Friday, March 6, 2026

Monthly report: February 2026

February brought a mixed picture for global markets. European equities continued their positive momentum, while U.S. markets showed some weakness toward the end of the month. The AEX Gross Return Index rose +2.0%, and the Euro Stoxx 50 gained +2.2%, indicating continued strength in European markets. Global equities, represented by IWDA, were mostly flat with a modest +0.1% increase.

In contrast, U.S. indices struggled slightly. The Dow Jones Total Return declined –0.7%, while the S&P 500 fell –1.4% during the month. While these moves are not dramatic, they show that market performance remains uneven across regions. For long-term dividend investors, however, short-term index fluctuations are mostly background noise compared to the steady flow of dividend income.

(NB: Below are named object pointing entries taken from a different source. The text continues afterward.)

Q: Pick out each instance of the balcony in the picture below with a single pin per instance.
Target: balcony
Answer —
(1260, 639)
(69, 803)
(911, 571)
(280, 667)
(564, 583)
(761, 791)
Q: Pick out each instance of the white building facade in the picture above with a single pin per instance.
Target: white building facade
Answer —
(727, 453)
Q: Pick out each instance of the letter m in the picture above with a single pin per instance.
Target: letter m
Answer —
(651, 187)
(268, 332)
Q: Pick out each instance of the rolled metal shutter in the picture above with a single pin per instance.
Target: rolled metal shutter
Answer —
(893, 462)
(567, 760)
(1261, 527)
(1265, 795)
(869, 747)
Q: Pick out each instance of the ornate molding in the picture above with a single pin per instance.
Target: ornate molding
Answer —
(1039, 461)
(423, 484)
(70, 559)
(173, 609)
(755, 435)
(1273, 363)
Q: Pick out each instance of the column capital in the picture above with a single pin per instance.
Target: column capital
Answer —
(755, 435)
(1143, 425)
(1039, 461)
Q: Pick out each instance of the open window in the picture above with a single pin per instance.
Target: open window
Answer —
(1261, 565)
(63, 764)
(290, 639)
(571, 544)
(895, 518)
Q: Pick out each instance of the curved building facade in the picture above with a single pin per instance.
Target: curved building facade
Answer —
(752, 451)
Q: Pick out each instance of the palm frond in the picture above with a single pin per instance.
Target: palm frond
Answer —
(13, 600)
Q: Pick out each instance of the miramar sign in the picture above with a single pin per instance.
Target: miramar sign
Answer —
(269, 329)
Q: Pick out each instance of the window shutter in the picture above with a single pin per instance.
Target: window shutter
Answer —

Portfolio Movers – Top Gainers and Losers

Within my own portfolio, there were several notable price movements. The three biggest gainers in February were:

  • AD (+25%) – Ahold Delhaize had an excellent month, leading the portfolio with a strong rebound. Defensive consumer staples companies can sometimes surprise with strong moves when market sentiment shifts.

  • DE (+18%) – Deere delivered an impressive gain, likely supported by optimism around the agricultural and industrial sectors.

  • BHP (+18%) – The mining giant benefited from stronger commodity sentiment and improving demand expectations.

On the other side of the spectrum, the three biggest losers were:

  • ADP (–13%) – Automatic Data Processing declined the most this month, likely reflecting short-term market rotation rather than fundamental changes.

  • TROW (–11%) – T. Rowe Price experienced a significant pullback, as asset managers can be sensitive to market volatility.

  • TXN (–6%) – Texas Instruments fell modestly, possibly due to continued uncertainty around the semiconductor cycle.

Despite these declines, most movements appear to be normal market fluctuations rather than major fundamental changes.

Looking at the broader picture, February actually saw a clear majority of winners in my portfolio. Roughly two-thirds of the holdings posted gains, while the remaining positions ended the month lower. This positive ratio of winners versus losers is encouraging, especially considering the mixed performance of global indices.

The portfolio therefore slightly outperformed the general market direction in terms of individual stock performance. While U.S. indices declined modestly, many of my holdings—particularly in defensive sectors, industrials, and commodities—managed to post solid gains. This highlights the benefit of diversification across sectors and geographies within a dividend-focused portfolio.

Dividend Income – Year-over-Year Comparison

The most striking change in February is the sharp increase in dividend income compared to last year. In February 2026, total dividends after tax reached €6,323, compared to €203 in February 2025. At first glance, this represents a massive +3008.8% increase year over year.

However, this large jump is primarily driven by a one-time dividend from Brink, which accounted for the majority of the income this month. Without that payment, the comparison would look far more modest.

Looking at the recurring dividends, the USD subtotal increased from $235 to $239, representing 1.6% growth. This steady increase reflects the gradual dividend growth from companies like BMY, KMI, AOS, and others in the portfolio.

Final Thought

Dividend investing is often less about dramatic market moves and more about steady progress over time. As the legendary investor John D. Rockefeller once said:

“Do you know the only thing that gives me pleasure? It’s to see my dividends coming in.”

Month after month, that steady stream of income continues to grow—one dividend at a time.